The day the Ukrainian Parliament declared independence on Aug. 24, 1991, I witnessed the historical moment from the gallery with my wife and a group of Western expatriates. Below us, amid rapturous applause, a huge Ukrainian flag was carried into the hall on the shoulders of many of Ukraine’s founding fathers. In a poignant instance of historical revenge, they draped the flag on the dais under a large statute of Vladimir Lenin and bellowed out “Chervona Kalyna,” the song that has since become the unofficial Ukrainian anthem of resistance during the country’s current war with Russia.
Up in the balcony, marveling at what was unfurling, we hugged one another and shed tears of joy. I thought of my parents, who had fled Ukraine and the tyranny of communism during World War II and settled in the Detroit area. We were experiencing a miracle about which they could have only dreamed.
But unlike Ukraine’s Warsaw Pact neighbors, which began the painful transition from communism to capitalism and became nascent — though often struggling — democracies seeking to join the European family, Ukraine faced a far more difficult task. As an adviser working in Ukraine’s new parliament, I had a front-row seat, and it was not a pretty sight.
History had sewn deep divisions among Ukrainians: those who spoke Russian versus those who spoke Ukrainian; Catholic versus Orthodox; and descendants of Austro-Hungarian and Polish rule in the West versus those who had for decades endured Russian hegemony and Soviet terror. While the country was undertaking arduous economic reforms, it also had to resolve linguistic, religious and regional tensions and put in place the basic structures of a functioning state.
Moreover, oligarchs, who showed great ingenuity in stealing state assets, seized control of the economy, undermining effective reform and development. Post-Soviet apparatchiks under President Leonid Kuchma (1994-2005) dominated the corruption-ridden government. Freedom of the press was curtailed. In 2000, the decapitation of the crusading journalist Georgiy Gongadze horrified the nation.
Consequently, the early post-independence months of euphoria quickly dissipated.

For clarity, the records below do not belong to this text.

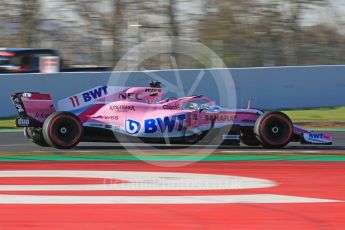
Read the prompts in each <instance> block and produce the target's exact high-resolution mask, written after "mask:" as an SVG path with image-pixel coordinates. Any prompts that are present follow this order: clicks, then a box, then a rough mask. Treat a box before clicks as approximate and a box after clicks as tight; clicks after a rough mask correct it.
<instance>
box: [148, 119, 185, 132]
mask: <svg viewBox="0 0 345 230" xmlns="http://www.w3.org/2000/svg"><path fill="white" fill-rule="evenodd" d="M185 120H186V114H181V115H174V116H172V117H164V118H163V119H162V118H160V117H158V118H155V119H146V120H145V121H144V124H145V133H155V132H157V131H158V128H159V130H160V132H162V133H164V132H166V131H168V132H172V131H173V130H174V128H175V126H176V125H177V131H181V130H182V129H183V124H184V121H185Z"/></svg>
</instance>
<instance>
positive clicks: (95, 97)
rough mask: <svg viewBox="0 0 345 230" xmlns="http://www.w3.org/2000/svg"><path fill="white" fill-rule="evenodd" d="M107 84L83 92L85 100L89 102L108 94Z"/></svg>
mask: <svg viewBox="0 0 345 230" xmlns="http://www.w3.org/2000/svg"><path fill="white" fill-rule="evenodd" d="M107 94H108V91H107V86H102V87H99V88H97V89H93V90H90V91H88V92H86V93H83V94H82V95H83V100H84V102H89V101H91V100H94V99H98V98H100V97H103V96H104V95H107Z"/></svg>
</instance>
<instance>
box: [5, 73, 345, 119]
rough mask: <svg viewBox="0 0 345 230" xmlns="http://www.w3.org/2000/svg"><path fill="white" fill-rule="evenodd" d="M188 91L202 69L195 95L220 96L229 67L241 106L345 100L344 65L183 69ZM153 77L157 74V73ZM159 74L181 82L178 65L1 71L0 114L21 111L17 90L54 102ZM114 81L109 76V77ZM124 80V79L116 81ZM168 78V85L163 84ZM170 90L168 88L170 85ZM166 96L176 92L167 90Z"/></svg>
mask: <svg viewBox="0 0 345 230" xmlns="http://www.w3.org/2000/svg"><path fill="white" fill-rule="evenodd" d="M178 71H179V72H178V73H179V76H181V80H182V83H183V88H184V89H183V90H184V91H185V92H188V89H189V88H190V87H191V85H192V84H193V82H195V81H196V79H197V77H198V76H199V74H200V71H203V73H202V79H201V81H200V83H199V84H198V86H197V87H196V90H195V92H194V93H193V94H195V95H199V94H204V95H207V96H208V97H210V98H211V99H215V100H216V101H219V93H221V92H218V89H217V87H216V85H215V84H214V78H213V77H212V76H216V77H215V79H216V80H217V76H219V75H220V74H222V72H226V71H230V73H231V75H232V78H233V81H234V84H235V88H229V89H228V90H236V95H237V107H246V105H247V103H248V100H250V101H251V105H252V106H253V107H255V108H260V109H270V110H271V109H298V108H312V107H335V106H341V105H345V76H344V75H345V66H310V67H262V68H231V69H204V70H202V69H198V70H178ZM152 76H153V78H152ZM154 76H158V80H159V79H160V78H161V79H163V80H167V81H169V82H171V83H172V84H176V78H175V76H176V70H175V71H173V70H157V71H144V72H140V71H137V72H136V71H134V72H112V73H111V72H82V73H52V74H9V75H7V74H3V75H0V105H1V107H0V117H9V116H14V115H16V111H15V109H14V106H13V105H12V103H11V101H10V95H11V94H13V93H15V92H41V93H49V94H51V96H52V97H53V99H54V101H56V100H59V99H62V98H64V97H67V96H70V95H73V94H76V93H79V92H81V91H84V90H86V89H89V88H92V87H95V86H99V85H106V84H108V83H109V82H110V83H112V84H116V83H121V85H122V84H125V85H127V86H148V83H149V81H151V80H157V79H154ZM110 77H111V80H110V81H109V78H110ZM117 80H119V81H117ZM164 87H165V86H164V82H163V88H164ZM168 90H169V89H168ZM166 96H177V95H176V94H174V93H173V92H168V94H167V95H166Z"/></svg>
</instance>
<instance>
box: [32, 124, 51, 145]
mask: <svg viewBox="0 0 345 230" xmlns="http://www.w3.org/2000/svg"><path fill="white" fill-rule="evenodd" d="M27 135H28V136H27V137H28V138H29V135H31V140H32V142H33V143H35V144H36V145H39V146H42V147H48V146H50V145H49V144H48V143H47V142H46V141H45V140H44V137H43V134H42V129H41V128H28V130H27Z"/></svg>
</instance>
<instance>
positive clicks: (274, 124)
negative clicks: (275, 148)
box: [254, 112, 293, 148]
mask: <svg viewBox="0 0 345 230" xmlns="http://www.w3.org/2000/svg"><path fill="white" fill-rule="evenodd" d="M254 133H255V135H256V137H257V138H258V140H259V141H260V142H261V144H262V145H263V146H264V147H266V148H283V147H284V146H286V145H287V144H288V143H289V142H290V140H291V139H292V136H293V124H292V122H291V120H290V118H289V117H288V116H287V115H285V114H284V113H282V112H269V113H265V114H262V115H261V116H260V117H259V118H258V119H257V120H256V122H255V126H254Z"/></svg>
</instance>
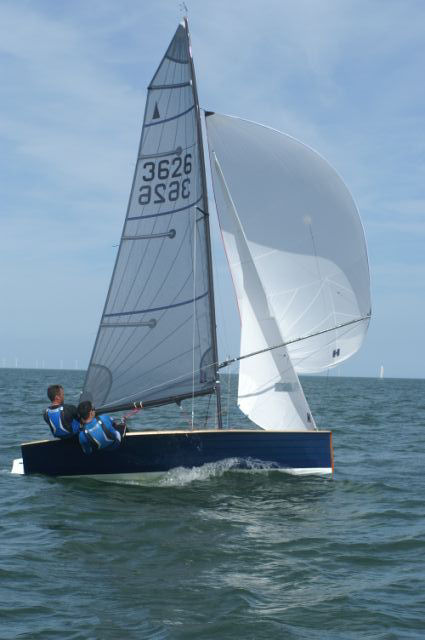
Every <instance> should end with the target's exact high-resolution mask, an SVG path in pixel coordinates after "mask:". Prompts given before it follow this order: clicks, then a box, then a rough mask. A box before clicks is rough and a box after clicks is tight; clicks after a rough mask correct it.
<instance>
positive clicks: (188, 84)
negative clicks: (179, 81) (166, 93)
mask: <svg viewBox="0 0 425 640" xmlns="http://www.w3.org/2000/svg"><path fill="white" fill-rule="evenodd" d="M183 87H190V82H179V83H177V84H151V85H149V87H148V89H150V90H153V91H156V90H158V89H182V88H183Z"/></svg>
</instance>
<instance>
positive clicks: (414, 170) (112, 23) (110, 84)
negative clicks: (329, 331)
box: [0, 0, 425, 378]
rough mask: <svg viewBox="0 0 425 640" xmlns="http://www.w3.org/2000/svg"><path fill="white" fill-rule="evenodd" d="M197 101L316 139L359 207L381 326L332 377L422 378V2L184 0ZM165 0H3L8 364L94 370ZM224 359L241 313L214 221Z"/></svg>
mask: <svg viewBox="0 0 425 640" xmlns="http://www.w3.org/2000/svg"><path fill="white" fill-rule="evenodd" d="M186 4H187V5H188V16H189V24H190V31H191V38H192V49H193V55H194V60H195V66H196V72H197V82H198V91H199V98H200V103H201V106H202V107H204V108H205V109H208V110H212V111H218V112H221V113H227V114H231V115H237V116H240V117H242V118H247V119H249V120H254V121H257V122H262V123H263V124H266V125H269V126H271V127H273V128H276V129H278V130H280V131H284V132H286V133H288V134H290V135H291V136H294V137H296V138H298V139H299V140H301V141H302V142H304V143H305V144H307V145H309V146H310V147H312V148H314V149H316V150H317V151H318V152H319V153H320V154H321V155H322V156H324V157H325V158H326V159H327V160H328V161H329V162H330V164H331V165H332V166H333V167H335V168H336V170H337V171H338V173H339V174H340V175H341V176H342V177H343V179H344V181H345V183H346V184H347V186H348V188H349V189H350V191H351V193H352V195H353V197H354V199H355V201H356V204H357V206H358V208H359V211H360V215H361V218H362V222H363V225H364V229H365V235H366V240H367V245H368V252H369V261H370V271H371V288H372V314H373V315H372V322H371V325H370V328H369V332H368V336H367V338H366V340H365V343H364V345H363V347H362V348H361V350H360V351H359V352H358V353H357V354H356V355H355V356H353V358H351V360H349V361H348V362H346V363H344V364H342V365H340V366H339V367H338V369H337V370H336V371H334V372H333V374H332V375H347V376H349V375H354V376H377V375H378V371H379V368H380V366H381V365H383V366H384V369H385V376H387V377H410V378H424V377H425V365H424V361H425V336H424V332H425V322H424V320H425V82H424V69H425V2H423V1H422V0H417V1H416V0H408V1H407V2H406V0H386V1H385V2H383V1H382V0H379V1H378V0H368V1H363V0H353V1H352V0H321V1H320V2H319V1H317V0H288V1H285V0H264V1H263V2H261V3H259V2H252V1H250V0H248V1H247V0H245V1H244V2H241V1H239V0H235V1H231V0H227V1H225V0H214V2H212V1H209V0H207V1H203V2H200V1H199V0H198V1H197V2H195V1H193V2H190V0H187V2H186ZM179 7H180V4H179V2H174V1H170V0H155V1H153V0H144V1H143V2H139V1H138V0H120V2H119V3H117V2H115V1H114V0H91V1H90V2H87V1H86V0H81V1H79V0H68V1H67V2H58V1H57V0H18V1H16V0H14V1H8V0H0V176H1V179H0V300H1V301H2V313H1V320H0V366H15V364H17V365H18V366H19V367H36V366H39V367H40V366H42V365H44V366H45V367H46V368H48V367H51V368H60V367H64V368H74V367H76V366H78V367H79V368H85V367H86V366H87V364H88V360H89V357H90V353H91V349H92V346H93V342H94V339H95V336H96V332H97V327H98V323H99V320H100V315H101V312H102V308H103V304H104V300H105V295H106V292H107V289H108V285H109V280H110V275H111V272H112V268H113V264H114V259H115V255H116V251H117V249H116V245H117V244H118V242H119V237H120V234H121V229H122V224H123V220H124V216H125V212H126V207H127V201H128V195H129V190H130V186H131V181H132V174H133V170H134V165H135V159H136V154H137V147H138V142H139V136H140V130H141V125H142V120H143V112H144V103H145V97H146V86H147V85H148V84H149V81H150V79H151V77H152V75H153V73H154V71H155V70H156V67H157V65H158V63H159V61H160V60H161V58H162V56H163V54H164V52H165V49H166V47H167V46H168V43H169V41H170V39H171V38H172V36H173V34H174V31H175V29H176V27H177V24H178V21H179V20H180V19H181V15H182V14H181V11H180V8H179ZM213 240H214V244H213V252H214V255H215V262H216V265H217V267H216V274H215V281H216V299H217V320H218V325H219V345H220V352H221V356H222V357H225V356H227V355H228V354H229V355H232V356H234V355H237V353H238V343H239V318H238V315H237V311H236V307H235V305H234V300H235V298H234V294H233V291H232V287H231V283H230V278H229V276H228V274H227V267H226V261H225V258H224V254H223V249H222V247H221V245H220V240H219V234H218V232H217V229H216V228H214V229H213Z"/></svg>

And then, in late 2004, Ukraine took the next historic steps on its journey of building a nation, first with the Orange Revolution, which rejected a Soviet-style rigged election, and then with the Maidan Revolution of 2014, which toppled the pro-Russian government that was blocking efforts to put Ukraine on a course toward Europe.
Despite the progress, opinion polls and voting patterns still reflected deep divisions along regional and generational lines, as well as on pro-European or pro-Russian orientation.
And then, in March 2014, Vladimir Putin annexed Crimea, and Russian proxies started a war in Ukraine’s eastern provinces. One year ago, Putin launched an unprovoked, full-scale invasion.
As Putin continues his systematic destruction of the country, especially the largely Russian-speaking cities such as Kharkiv, Chernihiv, Mariupol and others, the linguistic, religious and cultural differences that used to divide Ukraine have largely disappeared. Ukrainians are now being brought together by the common cause of defeating their invader. Moreover, Putin’s war has inadvertently put Ukraine on the map, turning President Volodymyr Zelenskyy into a Churchillian wartime leader.
The irony is not lost. Josef Stalin, who perpetrated the Holodomor, the Great Famine of 1932-33 that killed millions of Ukrainians, shaped the modern-day borders of Ukraine through a series of territorial consolidation. And now Putin, a denier of the very existence of the Ukrainian people and language, has arguably done more than any figure in history to create a unified Ukrainian nation and flush out the fifth column of pro-Russian collaborators and sympathizers who have hampered the country’s alignment with Europe.
Completing the country’s final journey to nationhood requires two steps.
First, before the invasion, corruption still plagued Ukrainian society. The oligarchs held sway over the economy and the country’s judicial system was in dire need of reform. As a result of the war, Ukrainian society will not tolerate a return to the past, nor will its Western partners. However, the corrupt vultures will likely rise again and try to feast off the spoils.
It is not too early for Ukraine’s allies to begin planning a postwar policy that will aggressively leverage the billions of dollars in reconstruction aid to mandate the rooting out of pervasive corruption, an overhaul of the legal system and the elimination of oligarchy. Without these changes, reconstruction will fail.
Second, Ukraine needs to have a realistic prospect of joining the European Union on an accelerated timeline. This step will incentivize the needed reforms and help shape a nation that not only aspires to, but also puts into practice, Western values and norms.
In 1991, swept up in the heady euphoria and idealism of the moment, I naively assumed that Ukraine’s time as a country had come. It has taken another 32 years for the country to be on the cusp of finally reaching that goal.
In the future, as the people of Ukraine reorganize, rebuild and reform their nation, they will not only need continued Western military support but also a real chance to join the EU — along with some tough love to ensure that they take the final, crucial steps needed to realize their dream.